Timmer’s work is as a computer programmer. Her and business partner Ken Grisham own Premier Literacy, which works to build software for people with physical handicaps and increase literacy.
“We create technology that reads aloud to individuals,” Timmer said. “We started 11 years ago and what happened was I was working on my Ph.D. and I was struggling. Being a programmer and out of work at the time, I decided to create something that could help me work. And it turned into a company.”
That word literacy — traditionally defined as the ability to read and write — means something different to Timmer.

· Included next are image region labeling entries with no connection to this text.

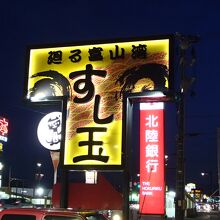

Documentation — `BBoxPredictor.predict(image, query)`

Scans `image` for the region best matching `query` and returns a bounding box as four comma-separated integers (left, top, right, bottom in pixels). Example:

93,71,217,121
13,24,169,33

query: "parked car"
0,208,107,220
0,198,33,210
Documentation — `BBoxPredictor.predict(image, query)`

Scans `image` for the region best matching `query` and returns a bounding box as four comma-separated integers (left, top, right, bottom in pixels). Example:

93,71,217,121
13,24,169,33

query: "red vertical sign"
139,102,165,214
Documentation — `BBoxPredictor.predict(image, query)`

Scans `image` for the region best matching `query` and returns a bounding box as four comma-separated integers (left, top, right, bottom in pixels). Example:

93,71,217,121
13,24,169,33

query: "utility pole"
175,34,199,220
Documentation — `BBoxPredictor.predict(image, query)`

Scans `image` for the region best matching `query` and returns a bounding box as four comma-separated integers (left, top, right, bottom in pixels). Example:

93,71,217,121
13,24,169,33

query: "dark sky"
0,0,220,192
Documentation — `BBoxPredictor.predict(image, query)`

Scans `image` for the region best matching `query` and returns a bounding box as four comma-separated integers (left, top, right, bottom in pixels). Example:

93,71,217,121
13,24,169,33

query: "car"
0,208,107,220
0,198,33,210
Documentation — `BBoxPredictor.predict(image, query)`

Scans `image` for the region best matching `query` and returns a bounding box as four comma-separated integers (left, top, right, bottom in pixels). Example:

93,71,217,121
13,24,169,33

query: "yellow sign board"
26,37,173,169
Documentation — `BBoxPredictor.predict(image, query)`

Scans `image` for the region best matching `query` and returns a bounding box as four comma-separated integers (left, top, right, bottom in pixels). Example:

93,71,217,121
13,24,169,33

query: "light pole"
175,33,199,220
201,171,212,196
0,162,4,188
33,162,44,196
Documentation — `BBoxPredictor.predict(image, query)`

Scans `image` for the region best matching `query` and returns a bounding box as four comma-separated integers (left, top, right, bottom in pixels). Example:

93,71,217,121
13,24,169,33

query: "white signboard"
37,112,62,150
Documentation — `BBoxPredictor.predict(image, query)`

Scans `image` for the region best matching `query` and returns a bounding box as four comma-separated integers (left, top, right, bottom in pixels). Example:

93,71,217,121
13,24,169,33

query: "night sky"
0,0,220,193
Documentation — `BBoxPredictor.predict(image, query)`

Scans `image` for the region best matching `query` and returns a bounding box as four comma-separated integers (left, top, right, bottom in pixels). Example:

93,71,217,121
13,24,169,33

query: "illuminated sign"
139,102,165,214
0,117,8,142
37,112,62,150
25,37,172,170
85,170,97,184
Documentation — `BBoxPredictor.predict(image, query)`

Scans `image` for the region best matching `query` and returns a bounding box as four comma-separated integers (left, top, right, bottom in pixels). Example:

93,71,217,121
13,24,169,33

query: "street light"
33,162,44,196
0,162,4,188
201,171,212,196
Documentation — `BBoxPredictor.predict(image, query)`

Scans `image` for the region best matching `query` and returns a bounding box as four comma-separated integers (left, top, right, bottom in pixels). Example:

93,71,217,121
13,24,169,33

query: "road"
132,211,220,220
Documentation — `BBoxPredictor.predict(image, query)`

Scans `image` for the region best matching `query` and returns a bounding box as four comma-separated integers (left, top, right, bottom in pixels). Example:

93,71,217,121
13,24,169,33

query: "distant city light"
36,187,44,196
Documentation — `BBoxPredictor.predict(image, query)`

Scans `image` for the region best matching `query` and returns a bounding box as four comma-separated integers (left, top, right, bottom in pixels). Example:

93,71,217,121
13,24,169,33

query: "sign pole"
60,97,68,208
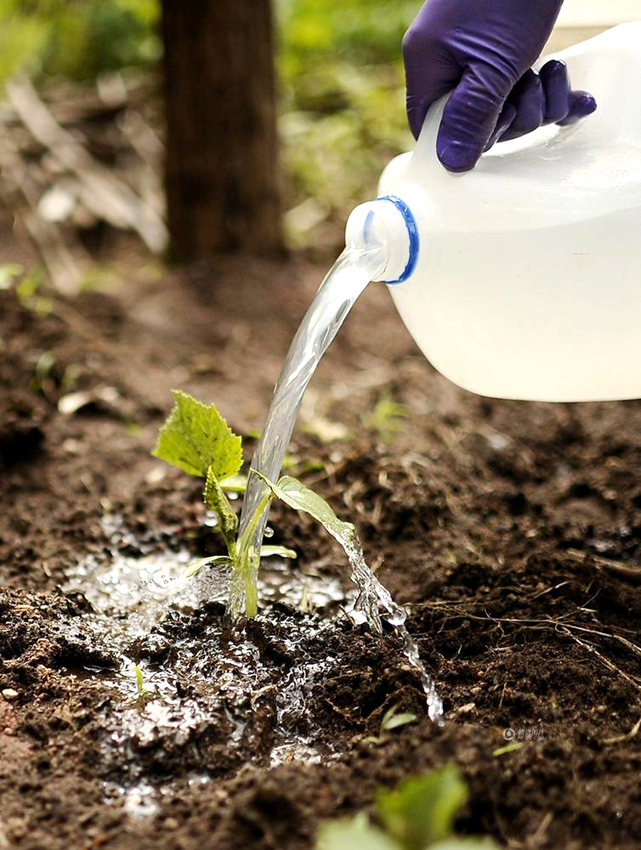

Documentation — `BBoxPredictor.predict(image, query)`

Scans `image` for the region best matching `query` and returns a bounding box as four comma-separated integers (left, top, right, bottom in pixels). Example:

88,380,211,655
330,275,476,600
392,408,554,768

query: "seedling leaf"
260,545,298,558
220,475,247,493
153,390,243,481
381,705,417,732
203,464,238,540
377,763,467,850
185,555,232,578
254,470,355,545
316,813,401,850
492,741,524,758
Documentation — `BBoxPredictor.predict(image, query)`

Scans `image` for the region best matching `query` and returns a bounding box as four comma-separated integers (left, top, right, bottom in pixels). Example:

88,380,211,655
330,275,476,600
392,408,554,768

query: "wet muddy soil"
0,246,641,850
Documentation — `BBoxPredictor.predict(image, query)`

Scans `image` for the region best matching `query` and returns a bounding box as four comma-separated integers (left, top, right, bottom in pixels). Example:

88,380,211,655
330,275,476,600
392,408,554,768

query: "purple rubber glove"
403,0,596,171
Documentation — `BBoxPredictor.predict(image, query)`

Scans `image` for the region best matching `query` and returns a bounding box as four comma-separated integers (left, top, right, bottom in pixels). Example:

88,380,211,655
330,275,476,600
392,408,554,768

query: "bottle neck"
345,195,420,284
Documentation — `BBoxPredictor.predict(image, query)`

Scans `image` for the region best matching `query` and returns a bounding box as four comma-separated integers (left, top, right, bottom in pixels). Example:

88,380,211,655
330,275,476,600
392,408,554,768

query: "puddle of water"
63,516,355,817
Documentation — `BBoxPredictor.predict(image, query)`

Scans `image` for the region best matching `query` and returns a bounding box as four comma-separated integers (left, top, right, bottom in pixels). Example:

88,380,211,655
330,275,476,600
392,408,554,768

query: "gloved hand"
403,0,596,171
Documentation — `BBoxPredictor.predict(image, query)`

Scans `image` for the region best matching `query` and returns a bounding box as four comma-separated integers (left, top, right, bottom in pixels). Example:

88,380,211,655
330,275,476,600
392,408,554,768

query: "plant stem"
230,490,272,618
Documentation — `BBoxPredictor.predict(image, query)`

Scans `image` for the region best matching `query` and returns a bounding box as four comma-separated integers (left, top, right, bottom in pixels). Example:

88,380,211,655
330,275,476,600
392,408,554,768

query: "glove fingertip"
436,139,481,174
407,98,429,139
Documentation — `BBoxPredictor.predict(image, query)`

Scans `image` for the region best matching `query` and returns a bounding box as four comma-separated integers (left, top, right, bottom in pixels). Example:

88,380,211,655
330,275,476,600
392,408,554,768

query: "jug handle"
414,92,572,178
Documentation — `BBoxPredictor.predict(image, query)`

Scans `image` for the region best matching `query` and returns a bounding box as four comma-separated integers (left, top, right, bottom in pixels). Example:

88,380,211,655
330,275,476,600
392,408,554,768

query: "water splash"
229,248,383,619
229,248,443,723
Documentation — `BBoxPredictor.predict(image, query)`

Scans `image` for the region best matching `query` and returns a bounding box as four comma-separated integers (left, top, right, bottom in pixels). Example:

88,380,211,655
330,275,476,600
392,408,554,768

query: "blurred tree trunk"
162,0,282,260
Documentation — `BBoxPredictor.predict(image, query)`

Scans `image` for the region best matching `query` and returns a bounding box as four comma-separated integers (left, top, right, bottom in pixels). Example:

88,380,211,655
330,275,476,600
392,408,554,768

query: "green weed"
153,390,355,617
316,764,496,850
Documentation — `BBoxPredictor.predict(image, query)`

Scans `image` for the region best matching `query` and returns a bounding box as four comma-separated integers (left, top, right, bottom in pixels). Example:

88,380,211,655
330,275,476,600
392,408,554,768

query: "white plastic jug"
347,23,641,401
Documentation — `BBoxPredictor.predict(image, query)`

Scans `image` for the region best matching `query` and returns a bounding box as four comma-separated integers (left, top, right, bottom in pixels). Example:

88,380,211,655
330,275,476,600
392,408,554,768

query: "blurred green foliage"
0,0,412,244
0,0,160,83
276,0,412,235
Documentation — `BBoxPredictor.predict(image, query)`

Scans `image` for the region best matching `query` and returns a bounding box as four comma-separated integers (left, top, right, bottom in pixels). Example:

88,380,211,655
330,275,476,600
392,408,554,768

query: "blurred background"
0,0,641,289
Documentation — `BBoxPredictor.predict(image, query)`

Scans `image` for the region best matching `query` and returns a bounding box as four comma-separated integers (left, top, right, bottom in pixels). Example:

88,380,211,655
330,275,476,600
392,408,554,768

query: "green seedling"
316,764,496,850
363,705,418,744
153,390,355,618
132,664,153,700
361,393,408,443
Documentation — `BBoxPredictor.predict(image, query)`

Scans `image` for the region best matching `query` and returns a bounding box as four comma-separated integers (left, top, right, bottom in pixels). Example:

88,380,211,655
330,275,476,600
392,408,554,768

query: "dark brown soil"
0,240,641,850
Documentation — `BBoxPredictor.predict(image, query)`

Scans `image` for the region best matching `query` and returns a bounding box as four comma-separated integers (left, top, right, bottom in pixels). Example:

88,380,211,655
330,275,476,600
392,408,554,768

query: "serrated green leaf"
254,470,356,546
377,763,467,850
260,546,298,559
185,555,232,578
316,813,401,850
203,466,238,539
220,475,247,493
153,390,243,481
381,705,417,732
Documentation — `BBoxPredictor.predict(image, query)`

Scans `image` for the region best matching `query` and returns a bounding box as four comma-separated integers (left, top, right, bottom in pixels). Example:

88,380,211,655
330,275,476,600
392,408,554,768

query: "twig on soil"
6,77,168,253
565,549,641,584
418,603,641,691
0,132,80,295
601,717,641,746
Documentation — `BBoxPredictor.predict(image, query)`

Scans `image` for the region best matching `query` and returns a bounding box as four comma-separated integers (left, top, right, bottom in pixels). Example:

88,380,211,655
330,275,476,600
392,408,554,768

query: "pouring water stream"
238,242,443,723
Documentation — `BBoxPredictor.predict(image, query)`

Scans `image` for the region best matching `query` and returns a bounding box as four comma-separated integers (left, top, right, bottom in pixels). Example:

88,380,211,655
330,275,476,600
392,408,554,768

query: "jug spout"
345,195,420,284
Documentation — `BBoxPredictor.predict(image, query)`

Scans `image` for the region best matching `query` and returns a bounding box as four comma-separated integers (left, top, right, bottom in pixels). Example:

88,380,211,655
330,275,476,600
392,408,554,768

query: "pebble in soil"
65,517,430,816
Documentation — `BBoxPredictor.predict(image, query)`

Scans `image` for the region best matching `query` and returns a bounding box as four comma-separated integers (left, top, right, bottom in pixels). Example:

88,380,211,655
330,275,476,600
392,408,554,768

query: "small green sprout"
153,390,355,617
363,705,418,744
131,664,153,699
316,763,496,850
361,392,408,443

“You don’t really know what it is until you lose it,” she said. “Literacy is being able to read what I want to read when I want to read it and getting the information. A lot of people say, ‘Well, if you can’t read, why don’t you watch CNN?’ Well, CNN or Fox — it doesn’t matter — that’s someone else dictating what they think I want to hear when I want to hear it. Literacy is the ability to pick and choose what I want to read when I want to read it and which format I want to read it in and which perspective, whether you’re Democrat or Republican. It’s being able to get information without prejudice.”
Overcoming obstacles
At the time of losing her vision, Timmer was an active, competitive cyclist and had a dream of making the Olympics. She lost her driver’s license in 1996 and over the next 10 years gained 100 pounds as a result of an inactive lifestyle.
While in Las Vegas, Timmer watched runners from the Las Vegas Marathon parade by her one day on a bridge and she made the decision then to change her outlook and accomplish the dreams she never thought she’d reach.
“I had said, well if I can’t ride bicycles then screw it, and I got fat,” Timmer said. “So I got in shape and then I started to win. That was impressive. Then the U.S. Association of Blind Athletes contacted me and put me in touch with the U.S. Paralympics.”
Everything seems to now be reaching a crescendo, despite her age and blindness, as she prepares for the biggest stage of her life across the Atlantic Ocean. She has a message for anyone who thinks it’s too late, regardless of whether the dream is in sport or some other aspect of life.
“Don’t give on your dreams. Don’t ever,” Timmer said. “The only person who says you can’t is you. There is a point of no return. If I hadn’t made the team this year, I’m on the downward slope, but fortunately throwing is one of those things you can do a little later in life. You don’t necessarily have to be as young as you would if you were doing the 100 meters. It’s awesome just the fact that you can do it.”
Timmer’s isn’t the only Paralympic success story. The USOC, which has for many years been way behind other countries’ efforts in supporting disabled athletes, has ramped up its work in the area, especially in regard to helping wounded military veterans transition back into society through the help of athletics.
“I’m blind. That’s an inconvenience compared to what some of these people have been through,” Timmer said. “And these are athletes like you wouldn’t believe. These are phenomenal people. To think of what they do to compete, I have much more respect for many of these individuals — most of them have given up their limbs for us — I’m just in awe of them. They work just as hard, maybe harder because they’re trying to prove a point.”
Point taken, Dr. Timmer. Point taken.